December 29, 2012 marked the 122nd Anniversary of the murder of 297 Sioux Indians at Wounded Knee Creek on the Pine Ridge Indian Reservation in South Dakota. These 297 people, in their winter camp, were murdered by federal agents and members of the 7th Cavalry who had come to confiscate their firearms “for their own safety and protection.” The slaughter began after the majority of the Sioux had peacefully turned in their firearms. The Calvary began shooting, and managed to wipe out the entire camp. 200 of the 297 victims were women and children. About 40 members of the 7th Cavalry were killed, but over half of them were victims of fratricide from the Hotchkiss guns of their overzealous comrades-in-arms. Twenty members of the 7th Cavalry’s death squad, were deemed “National Heroes” and were awarded the Medal of Honor for their acts of [cowardice] heroism.

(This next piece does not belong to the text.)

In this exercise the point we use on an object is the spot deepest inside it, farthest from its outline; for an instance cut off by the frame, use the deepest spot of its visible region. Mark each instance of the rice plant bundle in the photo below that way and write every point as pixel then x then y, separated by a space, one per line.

We hear very little of Wounded Knee today. It is usually not mentioned in our history classes or books. What little that does exist about Wounded Knee is normally a sanitized “Official Government Explanation.” And there are several historically inaccurate depictions of the events leading up to the massacre, which appear in movie scripts and are not the least bit representative of the actual events that took place that day.
Wounded Knee was among the first federally backed gun confiscation attempts in United States history. It ended in the senseless murder of 297 people.